In a Europe of ever-increasing austerity, deregulation and corporate destruction, we have to ask if a privately-owned, oil-based economy where we encourage “growth“ by cutting corporation tax, makes things better for ordinary Scots. We’d obviously rather there was more off with their heads rhetoric but clear statements from the Greens on repealing anti-union laws, opposing EU enforced privatisation and austerity projects, meaningful financial services regulation and ensuring our core resources lie in our own hands are sufficient to woo us this time round.
In an increasingly militarised Europe, we have to think about whether we want Scotland’s voice to favour continuation of alliances like NATO, to be quite happy to invade Afghanistan, to continue to equate military spending with security – or whether we actually want to start creating the conditions for peace.
When UKIP attack parental leave, we’d rather stand with the Greens who want to extend it, than with the rest who just want everything to stay the same. When faced with relentless racism and attacks on freedom of movement, we’d rather stand up for those fleeing persecution than offer protections to big business to exploit us. With homophobic rhetoric from the Faragists being merely the thin end of an increasingly violent outpouring of hate across the continent, the record of the Scottish Greens in fighting side by side with queer Scots gives us confidence we can actively challenge this.
In the largest city in Scotland, environmental degradation is so severe that life expectancy is just above 70, there is at least a decade wide gap between how long the rich and the poor will live in Glasgow alone – the East End of the city is reckoned to contain areas which have the lowest life expectancy anywhere in the UK. Women born in Glasgow and West Dumbartonshire are the only women in the UK likely to die before the average male and around quarter of Glaswegian men won’t see their 65th birthday.
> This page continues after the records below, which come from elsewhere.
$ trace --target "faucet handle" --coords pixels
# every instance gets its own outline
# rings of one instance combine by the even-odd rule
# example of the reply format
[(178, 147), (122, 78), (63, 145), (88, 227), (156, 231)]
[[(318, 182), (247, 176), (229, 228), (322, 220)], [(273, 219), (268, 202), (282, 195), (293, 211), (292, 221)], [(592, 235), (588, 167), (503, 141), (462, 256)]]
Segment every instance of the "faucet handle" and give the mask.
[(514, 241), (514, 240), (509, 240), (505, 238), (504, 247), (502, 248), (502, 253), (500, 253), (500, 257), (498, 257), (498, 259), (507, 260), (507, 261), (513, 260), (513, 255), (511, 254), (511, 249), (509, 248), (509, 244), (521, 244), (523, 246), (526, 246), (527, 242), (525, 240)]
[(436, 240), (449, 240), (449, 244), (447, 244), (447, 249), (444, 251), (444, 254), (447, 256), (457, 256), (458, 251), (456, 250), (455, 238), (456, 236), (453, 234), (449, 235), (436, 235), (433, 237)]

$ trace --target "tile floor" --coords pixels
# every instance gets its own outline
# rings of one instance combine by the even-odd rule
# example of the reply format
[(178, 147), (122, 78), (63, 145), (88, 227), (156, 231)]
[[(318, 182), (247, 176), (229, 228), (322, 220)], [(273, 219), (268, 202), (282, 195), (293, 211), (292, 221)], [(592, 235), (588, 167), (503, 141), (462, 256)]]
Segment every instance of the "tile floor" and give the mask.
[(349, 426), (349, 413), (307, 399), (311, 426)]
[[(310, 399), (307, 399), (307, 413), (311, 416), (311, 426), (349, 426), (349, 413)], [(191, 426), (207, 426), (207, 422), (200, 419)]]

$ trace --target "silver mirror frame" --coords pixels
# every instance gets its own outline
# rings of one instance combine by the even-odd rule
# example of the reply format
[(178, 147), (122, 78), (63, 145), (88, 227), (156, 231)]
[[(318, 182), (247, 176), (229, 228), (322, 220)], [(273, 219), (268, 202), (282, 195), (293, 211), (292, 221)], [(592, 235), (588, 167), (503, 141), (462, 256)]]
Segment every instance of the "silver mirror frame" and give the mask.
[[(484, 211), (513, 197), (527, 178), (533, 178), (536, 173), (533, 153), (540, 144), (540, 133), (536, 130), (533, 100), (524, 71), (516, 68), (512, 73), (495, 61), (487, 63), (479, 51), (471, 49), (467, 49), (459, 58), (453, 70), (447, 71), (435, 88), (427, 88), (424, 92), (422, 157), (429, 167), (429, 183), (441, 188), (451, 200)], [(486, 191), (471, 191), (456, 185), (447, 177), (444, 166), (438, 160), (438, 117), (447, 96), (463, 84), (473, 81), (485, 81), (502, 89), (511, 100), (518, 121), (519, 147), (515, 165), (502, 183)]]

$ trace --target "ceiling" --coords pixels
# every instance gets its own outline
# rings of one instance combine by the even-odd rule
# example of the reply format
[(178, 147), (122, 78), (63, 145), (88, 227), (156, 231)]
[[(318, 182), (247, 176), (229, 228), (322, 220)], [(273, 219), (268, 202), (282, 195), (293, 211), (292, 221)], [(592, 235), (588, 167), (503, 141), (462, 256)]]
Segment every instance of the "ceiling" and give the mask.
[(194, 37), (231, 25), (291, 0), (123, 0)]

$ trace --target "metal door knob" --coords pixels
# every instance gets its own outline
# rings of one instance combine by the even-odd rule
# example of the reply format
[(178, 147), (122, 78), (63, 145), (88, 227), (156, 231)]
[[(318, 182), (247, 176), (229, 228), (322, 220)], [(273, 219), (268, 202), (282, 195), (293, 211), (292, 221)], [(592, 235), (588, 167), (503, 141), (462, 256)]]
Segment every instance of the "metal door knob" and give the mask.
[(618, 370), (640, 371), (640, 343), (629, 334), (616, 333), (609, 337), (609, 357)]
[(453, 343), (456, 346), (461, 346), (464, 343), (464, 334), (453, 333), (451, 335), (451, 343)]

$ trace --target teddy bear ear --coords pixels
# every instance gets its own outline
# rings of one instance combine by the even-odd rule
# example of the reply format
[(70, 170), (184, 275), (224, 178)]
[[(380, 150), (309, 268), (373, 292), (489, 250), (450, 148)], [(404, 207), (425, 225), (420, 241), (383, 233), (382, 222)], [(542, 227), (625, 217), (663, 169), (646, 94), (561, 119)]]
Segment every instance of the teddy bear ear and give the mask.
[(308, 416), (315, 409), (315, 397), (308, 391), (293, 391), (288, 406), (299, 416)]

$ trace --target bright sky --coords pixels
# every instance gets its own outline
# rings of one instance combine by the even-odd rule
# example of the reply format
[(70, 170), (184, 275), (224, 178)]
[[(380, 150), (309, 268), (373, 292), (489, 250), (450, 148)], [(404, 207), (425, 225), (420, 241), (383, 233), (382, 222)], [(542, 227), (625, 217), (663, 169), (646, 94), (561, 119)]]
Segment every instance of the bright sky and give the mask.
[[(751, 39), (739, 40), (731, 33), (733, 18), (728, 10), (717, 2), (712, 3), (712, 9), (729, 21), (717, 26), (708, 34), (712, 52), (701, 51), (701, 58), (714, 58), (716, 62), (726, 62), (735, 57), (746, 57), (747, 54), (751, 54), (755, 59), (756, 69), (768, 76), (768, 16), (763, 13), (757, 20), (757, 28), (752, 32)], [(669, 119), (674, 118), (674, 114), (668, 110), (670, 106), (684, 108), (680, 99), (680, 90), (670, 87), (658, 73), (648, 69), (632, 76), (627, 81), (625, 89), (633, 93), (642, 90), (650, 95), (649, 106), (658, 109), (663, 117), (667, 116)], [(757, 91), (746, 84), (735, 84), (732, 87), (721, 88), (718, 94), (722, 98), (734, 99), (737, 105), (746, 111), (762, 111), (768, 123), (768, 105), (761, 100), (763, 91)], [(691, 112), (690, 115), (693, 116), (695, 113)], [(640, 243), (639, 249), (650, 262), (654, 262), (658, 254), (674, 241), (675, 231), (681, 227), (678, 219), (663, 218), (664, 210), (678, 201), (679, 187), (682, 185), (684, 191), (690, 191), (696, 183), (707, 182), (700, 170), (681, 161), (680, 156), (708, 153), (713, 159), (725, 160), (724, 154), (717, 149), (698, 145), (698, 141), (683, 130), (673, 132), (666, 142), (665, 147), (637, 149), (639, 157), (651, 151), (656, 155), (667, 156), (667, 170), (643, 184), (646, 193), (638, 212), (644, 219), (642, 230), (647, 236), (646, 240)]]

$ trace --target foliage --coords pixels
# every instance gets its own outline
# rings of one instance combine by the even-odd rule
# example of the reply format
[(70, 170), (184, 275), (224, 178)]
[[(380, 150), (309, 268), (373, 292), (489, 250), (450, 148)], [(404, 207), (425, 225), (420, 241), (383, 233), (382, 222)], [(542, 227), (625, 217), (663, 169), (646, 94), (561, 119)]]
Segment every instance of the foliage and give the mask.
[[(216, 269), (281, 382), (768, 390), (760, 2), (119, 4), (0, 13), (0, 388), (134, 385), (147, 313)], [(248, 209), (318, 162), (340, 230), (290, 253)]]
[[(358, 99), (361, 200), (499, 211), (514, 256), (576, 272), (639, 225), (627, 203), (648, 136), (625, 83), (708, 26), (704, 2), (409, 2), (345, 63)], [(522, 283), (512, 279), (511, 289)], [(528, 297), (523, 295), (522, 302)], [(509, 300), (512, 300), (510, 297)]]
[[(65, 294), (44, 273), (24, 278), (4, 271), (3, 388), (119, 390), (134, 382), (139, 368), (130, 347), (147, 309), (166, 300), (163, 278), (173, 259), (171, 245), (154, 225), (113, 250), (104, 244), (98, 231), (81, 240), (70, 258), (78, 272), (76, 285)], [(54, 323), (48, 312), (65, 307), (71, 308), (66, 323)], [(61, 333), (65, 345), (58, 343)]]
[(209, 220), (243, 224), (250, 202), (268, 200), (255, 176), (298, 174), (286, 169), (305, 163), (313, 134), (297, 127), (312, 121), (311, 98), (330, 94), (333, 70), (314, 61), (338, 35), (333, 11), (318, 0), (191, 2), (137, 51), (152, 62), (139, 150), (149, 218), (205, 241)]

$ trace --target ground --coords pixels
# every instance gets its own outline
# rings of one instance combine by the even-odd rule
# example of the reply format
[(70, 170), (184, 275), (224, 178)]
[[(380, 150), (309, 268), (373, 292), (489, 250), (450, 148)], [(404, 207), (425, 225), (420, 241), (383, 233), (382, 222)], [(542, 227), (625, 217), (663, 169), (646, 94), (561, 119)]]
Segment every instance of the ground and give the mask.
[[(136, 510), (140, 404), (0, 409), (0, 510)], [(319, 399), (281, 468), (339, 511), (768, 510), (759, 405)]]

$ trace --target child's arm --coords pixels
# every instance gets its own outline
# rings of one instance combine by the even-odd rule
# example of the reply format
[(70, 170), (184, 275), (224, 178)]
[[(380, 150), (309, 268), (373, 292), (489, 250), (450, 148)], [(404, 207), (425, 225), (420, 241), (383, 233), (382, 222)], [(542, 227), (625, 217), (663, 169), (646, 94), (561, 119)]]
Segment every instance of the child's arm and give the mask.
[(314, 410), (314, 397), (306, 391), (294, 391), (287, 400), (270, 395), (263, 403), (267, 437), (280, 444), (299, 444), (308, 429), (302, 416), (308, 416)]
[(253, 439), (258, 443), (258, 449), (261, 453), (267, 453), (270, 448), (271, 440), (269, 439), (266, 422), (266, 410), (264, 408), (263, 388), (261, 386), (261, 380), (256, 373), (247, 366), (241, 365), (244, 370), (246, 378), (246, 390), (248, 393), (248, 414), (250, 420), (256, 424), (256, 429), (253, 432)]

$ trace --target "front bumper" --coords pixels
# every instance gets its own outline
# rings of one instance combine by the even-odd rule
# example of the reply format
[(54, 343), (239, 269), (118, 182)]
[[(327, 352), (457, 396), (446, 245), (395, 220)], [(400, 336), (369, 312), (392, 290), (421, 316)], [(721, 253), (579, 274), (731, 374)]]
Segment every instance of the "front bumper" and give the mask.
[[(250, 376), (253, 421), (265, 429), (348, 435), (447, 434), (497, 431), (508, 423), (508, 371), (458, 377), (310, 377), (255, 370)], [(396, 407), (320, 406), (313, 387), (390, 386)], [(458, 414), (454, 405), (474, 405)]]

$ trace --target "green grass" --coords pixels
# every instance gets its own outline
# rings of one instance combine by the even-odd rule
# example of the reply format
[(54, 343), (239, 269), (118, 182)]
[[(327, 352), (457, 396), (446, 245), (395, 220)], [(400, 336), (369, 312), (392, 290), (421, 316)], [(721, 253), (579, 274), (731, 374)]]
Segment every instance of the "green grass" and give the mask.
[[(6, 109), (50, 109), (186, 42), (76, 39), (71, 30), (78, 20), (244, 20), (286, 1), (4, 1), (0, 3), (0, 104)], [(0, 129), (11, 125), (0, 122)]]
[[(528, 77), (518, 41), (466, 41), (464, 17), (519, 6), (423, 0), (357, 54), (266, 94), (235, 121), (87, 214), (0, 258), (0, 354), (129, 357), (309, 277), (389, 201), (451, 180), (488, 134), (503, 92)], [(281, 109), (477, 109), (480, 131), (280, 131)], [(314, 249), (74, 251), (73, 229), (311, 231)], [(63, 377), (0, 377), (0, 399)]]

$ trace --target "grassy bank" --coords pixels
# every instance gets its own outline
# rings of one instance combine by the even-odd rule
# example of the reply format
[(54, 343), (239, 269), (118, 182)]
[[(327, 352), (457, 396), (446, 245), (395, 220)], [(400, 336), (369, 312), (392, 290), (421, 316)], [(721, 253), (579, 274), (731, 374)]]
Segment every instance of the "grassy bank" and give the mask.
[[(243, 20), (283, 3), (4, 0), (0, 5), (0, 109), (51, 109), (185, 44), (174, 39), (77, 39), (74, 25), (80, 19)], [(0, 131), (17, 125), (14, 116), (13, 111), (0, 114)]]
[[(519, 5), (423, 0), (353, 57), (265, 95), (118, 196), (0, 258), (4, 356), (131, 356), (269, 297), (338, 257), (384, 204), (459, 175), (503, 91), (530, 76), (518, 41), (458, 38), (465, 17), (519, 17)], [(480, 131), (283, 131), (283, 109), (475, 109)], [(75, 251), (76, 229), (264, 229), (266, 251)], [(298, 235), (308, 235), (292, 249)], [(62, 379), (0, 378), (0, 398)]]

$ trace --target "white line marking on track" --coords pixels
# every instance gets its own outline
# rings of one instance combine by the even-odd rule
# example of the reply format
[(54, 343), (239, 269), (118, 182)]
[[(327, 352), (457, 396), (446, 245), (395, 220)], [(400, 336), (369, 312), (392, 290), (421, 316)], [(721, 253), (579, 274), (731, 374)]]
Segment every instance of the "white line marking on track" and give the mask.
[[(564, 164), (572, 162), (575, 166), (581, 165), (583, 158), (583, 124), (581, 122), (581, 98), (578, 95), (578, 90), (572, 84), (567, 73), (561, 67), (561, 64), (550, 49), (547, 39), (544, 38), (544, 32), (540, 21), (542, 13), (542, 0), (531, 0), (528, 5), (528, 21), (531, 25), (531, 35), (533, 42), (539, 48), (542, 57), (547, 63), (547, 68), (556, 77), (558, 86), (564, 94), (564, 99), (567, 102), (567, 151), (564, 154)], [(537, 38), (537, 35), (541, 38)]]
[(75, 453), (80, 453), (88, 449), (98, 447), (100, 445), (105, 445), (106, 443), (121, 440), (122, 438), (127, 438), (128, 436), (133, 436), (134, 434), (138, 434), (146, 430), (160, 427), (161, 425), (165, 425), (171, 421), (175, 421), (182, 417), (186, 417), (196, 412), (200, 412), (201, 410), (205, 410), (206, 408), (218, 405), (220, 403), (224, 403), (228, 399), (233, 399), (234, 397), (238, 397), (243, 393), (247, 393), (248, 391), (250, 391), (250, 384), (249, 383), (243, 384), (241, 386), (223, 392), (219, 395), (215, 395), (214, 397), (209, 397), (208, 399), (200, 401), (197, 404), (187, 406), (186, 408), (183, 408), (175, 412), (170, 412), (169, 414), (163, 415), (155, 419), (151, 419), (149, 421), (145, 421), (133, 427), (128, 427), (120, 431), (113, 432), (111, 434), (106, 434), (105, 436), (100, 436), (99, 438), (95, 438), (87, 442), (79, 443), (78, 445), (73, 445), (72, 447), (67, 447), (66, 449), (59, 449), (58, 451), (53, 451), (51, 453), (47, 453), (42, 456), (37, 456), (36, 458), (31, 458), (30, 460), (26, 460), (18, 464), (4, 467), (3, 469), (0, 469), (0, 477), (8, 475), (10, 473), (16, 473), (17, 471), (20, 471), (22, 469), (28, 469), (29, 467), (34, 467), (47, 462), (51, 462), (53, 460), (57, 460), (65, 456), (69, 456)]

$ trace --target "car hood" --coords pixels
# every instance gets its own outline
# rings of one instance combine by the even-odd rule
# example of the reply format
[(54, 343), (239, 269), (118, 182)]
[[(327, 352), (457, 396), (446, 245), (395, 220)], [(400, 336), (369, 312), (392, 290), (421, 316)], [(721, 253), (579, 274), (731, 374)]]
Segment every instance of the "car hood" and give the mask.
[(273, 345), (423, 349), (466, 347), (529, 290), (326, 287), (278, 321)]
We may differ in our priorities from some in the Green Party but when our living conditions are consistently made worse by the economic and political elite, we don’t think environmentalism is an optional extra.
This is about responding to the challenge posed by our opponents by saying we’re not just going to fall in line and say everything’s OK. The far-right cannot be allowed to be a distraction, used to undermine what little we still have; a bogeyman behind which the political elite can hide. If all we ever do is defend ourselves from attack, we never win anything. Scots on the dole, our pensioners, people who came here to build a better life, thousands of working poor on or below the breadline simply can’t afford for things to just not get worse.
Regardless of their views on the constitutional placement of specific nation-states within larger unions, all the mainstream parties but one have a record of defending the continuation of a mundane, militarised monarchy in a low-tax, low-wage Europe.
We can have a Scotland which stands proud in Europe, a Scotland which fights for economic, environmental and social justice, a Scotland which knows what it’s for, not just what it’s against, a Scotland that can get angry and get even.
We want to send a clear message that we’re just as fucked off with the state of Scotland as those who’re contemplating voting UKIP but we place the blame firmly where it belongs – not on people who happen not to have been born here or people who kiss people of the same gender – but on the economic and political system which is destroying our communities, our environment and our world. For A Thousand Flowers, a vote for Maggie and the Greens just seems really blooming obvious.